# `join`

## Description

The `join` command merges the current (left) query with the results of a second (right) query. Conceptually, it forms a Cartesian product of left and right rows, then applies join logic based on a condition (`on`) or matching keypaths (`using`) and writes the matching right-side row into a destination keypath (`into`).

**Join types**

- **left** (default): Keep all left rows; attach matching right rows or `null` when no match.
- **inner**: Keep only rows that match on both sides.
- **full**: Keep all rows from both sides; non-matching fields are `null`.
- **cross**: Return the full Cartesian product; no `on`/`using` supported.

**Addressing fields**

- Use `left=>` and `right=>` prefixes inside `on` to disambiguate fields with the same name; omit when a keypath exists only on one side.

**Behavior & caveats**

- Conditions support **equality (`==`)** on keypaths; chain multiple with `&&`.
- One side must be relatively small (< 200MB); reduce size with `filter` or `remove`.
- In left joins, nulls in the join keys prevent matches; use `join full` to include unmatched keys from either side.
- Joins can duplicate rows if multiple matches exist; consider preprocessing (e.g., `distinct`) to avoid unintended multiplicity.

## Syntax

```dataprime
<left_side_query> | join [left/inner/full] (<right_side_query>) on <condition> into <right_side_target>

<left_side_query> | join [left/inner/full] (<right_side_query>) using <join_keypath_1> [, <join_keypath_2>, ...] into <right_side_target>

<left_side_query> | join cross (<right_side_query>) into <right_side_target>
```

## Example

**Use case: Attach login counts to user records (left join by default)**

We have a `users` enrichment table and a set of login events. We want each user row to include the number of logins associated with that user.
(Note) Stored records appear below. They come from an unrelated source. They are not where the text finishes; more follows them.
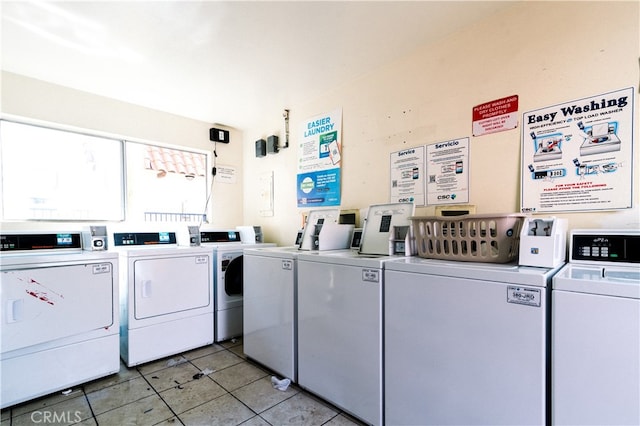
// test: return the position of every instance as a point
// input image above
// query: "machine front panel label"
(102, 268)
(524, 296)
(371, 275)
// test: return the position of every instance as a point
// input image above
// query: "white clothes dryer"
(59, 314)
(166, 296)
(596, 330)
(466, 343)
(228, 280)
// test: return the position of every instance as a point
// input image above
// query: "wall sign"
(578, 156)
(448, 172)
(495, 116)
(407, 176)
(319, 157)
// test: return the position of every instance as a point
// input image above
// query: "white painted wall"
(44, 102)
(545, 52)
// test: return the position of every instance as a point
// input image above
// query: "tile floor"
(169, 392)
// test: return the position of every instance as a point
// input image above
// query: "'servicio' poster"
(578, 156)
(319, 156)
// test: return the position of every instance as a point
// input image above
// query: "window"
(166, 184)
(50, 174)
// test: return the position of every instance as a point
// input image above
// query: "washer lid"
(620, 281)
(510, 273)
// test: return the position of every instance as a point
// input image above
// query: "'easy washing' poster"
(578, 156)
(319, 156)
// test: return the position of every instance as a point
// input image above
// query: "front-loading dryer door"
(44, 304)
(167, 285)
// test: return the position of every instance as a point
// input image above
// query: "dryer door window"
(233, 277)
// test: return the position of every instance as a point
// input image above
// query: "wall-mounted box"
(261, 148)
(218, 135)
(272, 144)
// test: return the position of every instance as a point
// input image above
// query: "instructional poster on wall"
(319, 156)
(577, 156)
(448, 172)
(407, 176)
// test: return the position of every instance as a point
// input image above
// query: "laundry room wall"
(544, 52)
(60, 106)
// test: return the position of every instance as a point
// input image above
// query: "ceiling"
(224, 62)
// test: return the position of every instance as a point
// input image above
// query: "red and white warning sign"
(495, 116)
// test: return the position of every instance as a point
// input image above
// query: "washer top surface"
(609, 280)
(46, 258)
(161, 250)
(285, 252)
(349, 258)
(497, 272)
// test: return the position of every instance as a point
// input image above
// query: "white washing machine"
(228, 278)
(270, 310)
(466, 343)
(166, 296)
(59, 314)
(270, 291)
(340, 317)
(596, 330)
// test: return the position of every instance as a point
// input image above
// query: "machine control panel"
(606, 247)
(50, 241)
(143, 238)
(219, 237)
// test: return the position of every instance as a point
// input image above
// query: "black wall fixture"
(218, 135)
(261, 148)
(272, 144)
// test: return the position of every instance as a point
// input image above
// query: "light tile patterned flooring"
(169, 392)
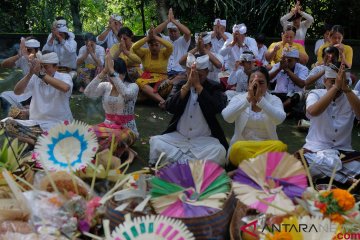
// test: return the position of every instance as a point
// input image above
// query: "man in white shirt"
(110, 35)
(219, 36)
(29, 49)
(289, 76)
(295, 16)
(90, 59)
(51, 92)
(331, 112)
(64, 45)
(194, 132)
(233, 48)
(180, 43)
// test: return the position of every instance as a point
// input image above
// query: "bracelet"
(185, 88)
(348, 90)
(336, 87)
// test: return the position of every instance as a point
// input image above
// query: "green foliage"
(36, 16)
(10, 155)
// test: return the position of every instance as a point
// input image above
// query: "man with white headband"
(219, 36)
(110, 35)
(240, 75)
(289, 76)
(62, 43)
(180, 43)
(331, 112)
(204, 47)
(233, 48)
(193, 132)
(29, 49)
(51, 91)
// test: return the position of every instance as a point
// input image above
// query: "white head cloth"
(241, 28)
(117, 17)
(201, 62)
(60, 23)
(220, 21)
(330, 73)
(292, 53)
(172, 25)
(206, 38)
(49, 58)
(247, 57)
(63, 29)
(32, 43)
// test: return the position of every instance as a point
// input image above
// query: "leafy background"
(36, 16)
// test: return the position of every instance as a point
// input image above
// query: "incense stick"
(301, 152)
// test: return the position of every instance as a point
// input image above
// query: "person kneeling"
(328, 144)
(194, 132)
(256, 114)
(50, 92)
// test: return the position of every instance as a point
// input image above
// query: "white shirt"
(23, 63)
(319, 83)
(99, 52)
(304, 25)
(123, 104)
(238, 111)
(192, 123)
(180, 49)
(239, 78)
(214, 71)
(261, 55)
(234, 52)
(66, 51)
(110, 40)
(283, 82)
(48, 105)
(332, 128)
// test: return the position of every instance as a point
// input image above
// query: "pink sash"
(302, 42)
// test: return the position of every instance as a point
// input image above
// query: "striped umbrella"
(191, 189)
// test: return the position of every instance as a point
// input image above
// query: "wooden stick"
(72, 177)
(94, 174)
(332, 177)
(50, 178)
(110, 156)
(92, 236)
(353, 185)
(301, 151)
(274, 206)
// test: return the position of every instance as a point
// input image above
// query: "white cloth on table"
(233, 52)
(283, 82)
(193, 135)
(123, 104)
(49, 106)
(318, 44)
(99, 52)
(180, 49)
(110, 40)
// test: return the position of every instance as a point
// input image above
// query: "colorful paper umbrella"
(276, 178)
(191, 189)
(67, 146)
(152, 227)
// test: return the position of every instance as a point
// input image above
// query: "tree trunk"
(75, 12)
(142, 10)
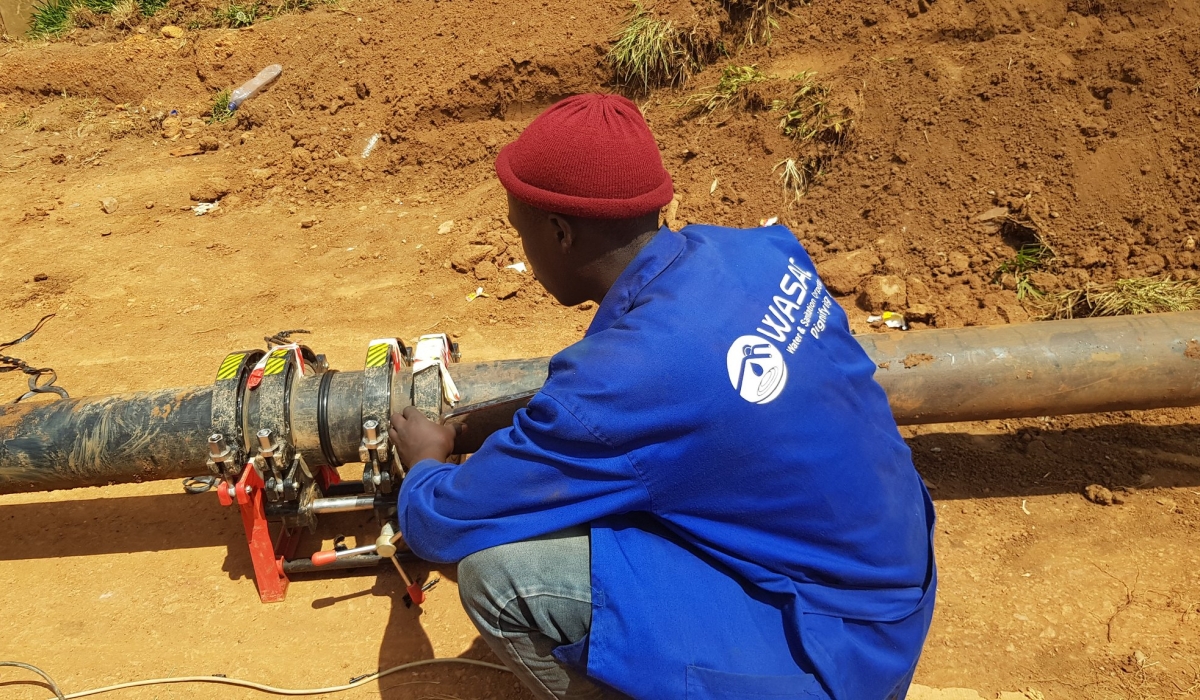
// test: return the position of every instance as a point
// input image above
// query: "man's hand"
(419, 438)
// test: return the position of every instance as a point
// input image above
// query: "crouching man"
(709, 497)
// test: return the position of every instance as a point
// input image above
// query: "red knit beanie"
(589, 155)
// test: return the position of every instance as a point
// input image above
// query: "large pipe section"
(931, 376)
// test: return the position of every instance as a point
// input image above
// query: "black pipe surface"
(930, 376)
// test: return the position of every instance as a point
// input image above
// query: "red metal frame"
(269, 576)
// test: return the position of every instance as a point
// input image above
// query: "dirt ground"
(1079, 118)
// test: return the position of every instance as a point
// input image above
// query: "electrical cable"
(58, 694)
(251, 684)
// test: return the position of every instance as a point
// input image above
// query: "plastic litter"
(371, 144)
(889, 318)
(255, 85)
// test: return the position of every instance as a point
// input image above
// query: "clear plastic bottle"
(255, 85)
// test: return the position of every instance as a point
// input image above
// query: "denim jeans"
(528, 598)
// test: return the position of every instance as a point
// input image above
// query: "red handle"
(417, 593)
(322, 558)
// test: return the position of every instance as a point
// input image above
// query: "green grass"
(1123, 298)
(51, 18)
(649, 52)
(237, 15)
(809, 115)
(796, 175)
(759, 17)
(1029, 258)
(730, 87)
(221, 112)
(151, 7)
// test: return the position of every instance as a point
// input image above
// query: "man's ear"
(563, 232)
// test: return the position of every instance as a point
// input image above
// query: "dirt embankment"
(978, 127)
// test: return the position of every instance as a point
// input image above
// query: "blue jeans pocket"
(711, 684)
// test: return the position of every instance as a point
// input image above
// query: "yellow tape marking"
(276, 363)
(229, 366)
(377, 354)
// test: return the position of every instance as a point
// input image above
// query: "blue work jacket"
(757, 526)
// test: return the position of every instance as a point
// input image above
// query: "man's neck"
(605, 270)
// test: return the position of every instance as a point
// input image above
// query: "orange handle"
(322, 558)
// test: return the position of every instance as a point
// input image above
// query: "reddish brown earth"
(1079, 118)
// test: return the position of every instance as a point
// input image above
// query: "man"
(709, 496)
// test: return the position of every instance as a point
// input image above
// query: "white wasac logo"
(756, 369)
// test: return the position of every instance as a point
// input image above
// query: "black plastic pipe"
(931, 376)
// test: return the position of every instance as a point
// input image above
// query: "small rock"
(672, 213)
(486, 270)
(1098, 495)
(172, 127)
(885, 293)
(917, 289)
(921, 313)
(211, 190)
(1045, 281)
(1091, 257)
(845, 271)
(993, 214)
(469, 256)
(508, 285)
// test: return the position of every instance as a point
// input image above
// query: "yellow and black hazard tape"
(276, 363)
(377, 354)
(229, 366)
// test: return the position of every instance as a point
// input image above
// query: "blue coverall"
(757, 526)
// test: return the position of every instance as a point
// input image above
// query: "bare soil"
(1078, 119)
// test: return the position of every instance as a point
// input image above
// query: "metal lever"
(385, 546)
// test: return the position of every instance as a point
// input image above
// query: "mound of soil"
(978, 127)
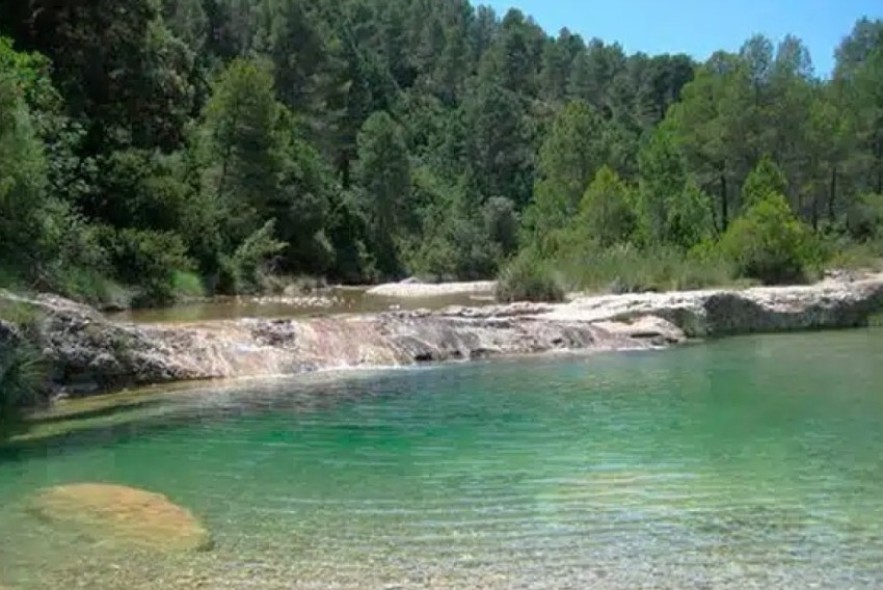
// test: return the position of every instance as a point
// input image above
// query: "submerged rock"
(89, 353)
(123, 515)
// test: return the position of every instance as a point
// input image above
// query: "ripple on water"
(727, 466)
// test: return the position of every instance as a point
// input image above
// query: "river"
(751, 462)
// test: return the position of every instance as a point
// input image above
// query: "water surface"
(746, 463)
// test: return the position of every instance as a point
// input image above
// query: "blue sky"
(700, 27)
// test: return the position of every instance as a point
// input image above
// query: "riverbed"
(751, 462)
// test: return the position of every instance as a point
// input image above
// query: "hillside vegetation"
(152, 149)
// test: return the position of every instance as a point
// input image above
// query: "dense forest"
(156, 149)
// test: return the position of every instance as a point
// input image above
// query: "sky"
(701, 27)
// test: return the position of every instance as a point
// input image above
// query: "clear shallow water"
(745, 463)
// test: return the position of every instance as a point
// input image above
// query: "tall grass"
(528, 279)
(627, 269)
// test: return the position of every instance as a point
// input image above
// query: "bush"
(22, 372)
(628, 269)
(22, 378)
(770, 244)
(149, 261)
(527, 279)
(187, 285)
(244, 271)
(865, 217)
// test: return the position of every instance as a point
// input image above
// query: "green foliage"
(528, 279)
(770, 244)
(245, 269)
(626, 268)
(150, 259)
(22, 373)
(569, 159)
(766, 179)
(607, 212)
(864, 218)
(384, 173)
(187, 285)
(360, 140)
(22, 379)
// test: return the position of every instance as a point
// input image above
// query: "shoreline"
(90, 354)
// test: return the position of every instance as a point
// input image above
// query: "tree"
(22, 174)
(769, 243)
(500, 154)
(764, 180)
(607, 214)
(383, 174)
(243, 144)
(663, 180)
(569, 159)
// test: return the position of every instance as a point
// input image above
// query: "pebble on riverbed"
(123, 515)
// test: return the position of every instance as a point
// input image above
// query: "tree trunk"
(832, 195)
(725, 205)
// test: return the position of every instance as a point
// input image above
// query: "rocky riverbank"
(89, 353)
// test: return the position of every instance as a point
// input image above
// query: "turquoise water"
(745, 463)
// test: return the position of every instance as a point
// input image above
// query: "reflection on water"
(747, 463)
(330, 301)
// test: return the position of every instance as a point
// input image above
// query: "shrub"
(608, 213)
(22, 372)
(148, 260)
(628, 269)
(528, 279)
(187, 285)
(243, 271)
(770, 244)
(22, 378)
(865, 217)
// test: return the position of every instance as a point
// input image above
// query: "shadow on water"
(80, 425)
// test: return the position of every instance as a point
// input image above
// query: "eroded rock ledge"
(89, 353)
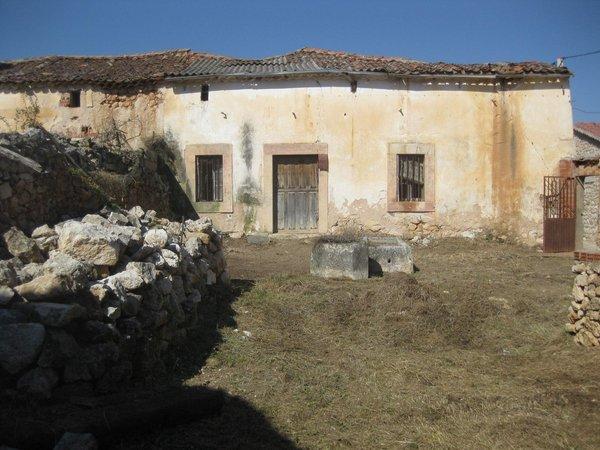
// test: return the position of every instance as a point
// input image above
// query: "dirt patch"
(469, 352)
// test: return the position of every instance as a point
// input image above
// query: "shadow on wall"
(159, 412)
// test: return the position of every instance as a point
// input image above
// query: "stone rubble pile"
(584, 311)
(90, 301)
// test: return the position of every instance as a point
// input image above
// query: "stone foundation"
(89, 303)
(584, 311)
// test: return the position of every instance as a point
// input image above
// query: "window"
(209, 178)
(74, 99)
(411, 178)
(204, 93)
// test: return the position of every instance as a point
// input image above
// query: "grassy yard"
(470, 352)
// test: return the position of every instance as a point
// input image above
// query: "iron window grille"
(209, 178)
(74, 99)
(411, 178)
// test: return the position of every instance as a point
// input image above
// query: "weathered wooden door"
(559, 214)
(296, 186)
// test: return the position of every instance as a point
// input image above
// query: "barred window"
(209, 178)
(74, 99)
(411, 178)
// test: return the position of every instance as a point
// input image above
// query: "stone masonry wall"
(587, 148)
(32, 193)
(584, 311)
(89, 303)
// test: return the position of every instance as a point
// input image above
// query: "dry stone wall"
(92, 301)
(45, 178)
(39, 184)
(584, 311)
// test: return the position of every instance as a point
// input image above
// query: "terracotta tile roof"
(591, 129)
(152, 67)
(99, 70)
(318, 60)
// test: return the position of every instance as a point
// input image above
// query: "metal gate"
(296, 183)
(559, 214)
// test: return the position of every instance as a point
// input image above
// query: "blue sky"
(453, 30)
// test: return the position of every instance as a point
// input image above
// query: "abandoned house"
(585, 168)
(313, 138)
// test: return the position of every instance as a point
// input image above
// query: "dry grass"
(469, 353)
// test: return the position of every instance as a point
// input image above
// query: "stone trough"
(333, 257)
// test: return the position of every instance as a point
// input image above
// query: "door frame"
(267, 211)
(296, 159)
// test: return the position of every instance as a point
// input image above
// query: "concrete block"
(258, 238)
(389, 254)
(340, 260)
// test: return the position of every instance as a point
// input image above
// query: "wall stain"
(249, 193)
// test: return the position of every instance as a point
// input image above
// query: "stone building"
(586, 136)
(309, 140)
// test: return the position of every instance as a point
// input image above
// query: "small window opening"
(411, 178)
(204, 93)
(74, 99)
(209, 178)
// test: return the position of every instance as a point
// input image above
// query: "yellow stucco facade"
(491, 142)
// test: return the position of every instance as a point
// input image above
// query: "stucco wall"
(493, 143)
(132, 112)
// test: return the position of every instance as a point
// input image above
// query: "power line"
(581, 54)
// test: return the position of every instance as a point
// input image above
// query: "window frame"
(204, 92)
(394, 204)
(215, 170)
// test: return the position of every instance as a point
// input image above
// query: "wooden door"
(559, 214)
(296, 186)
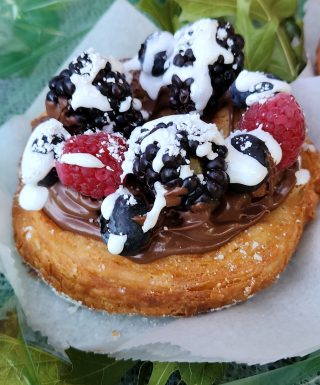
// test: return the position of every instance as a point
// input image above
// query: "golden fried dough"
(181, 285)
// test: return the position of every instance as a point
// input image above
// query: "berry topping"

If a user has no logins, the joined field should be `null` (left-join semantics).

### Example data

```json
{
  "users": [
    { "id": "111", "name": "John" },
    { "id": "222", "name": "Emily" },
    { "id": "333", "name": "Alice" }
  ],
  "logs": [
    { "userid": "111", "timestamp": "2022-01-01T12:00:00Z" },
    { "userid": "111", "timestamp": "2022-01-01T12:30:00Z" },
    { "userid": "222", "timestamp": "2022-01-01T13:00:00Z" },
    { "userid": "222", "timestamp": "2022-01-01T13:00:00Z" },
    { "userid": "222", "timestamp": "2022-01-01T13:00:00Z" }
  ]
}
```

### Example query

```dataprime
source users | join (source logs | countby userid) on id == userid into logins
```

### Example output

```json
{ "id": "111", "name": "John",  "logins": { "userid": "111", "_count": 2 } },
{ "id": "222", "name": "Emily", "logins": { "userid": "222", "_count": 3 } },
{ "id": "333", "name": "Alice", "logins": null }
```

The `join` attaches a single aggregated row per user into `logins`. Users without matching events (e.g., `"333"`) retain their left-side fields with the joined target set to `null`.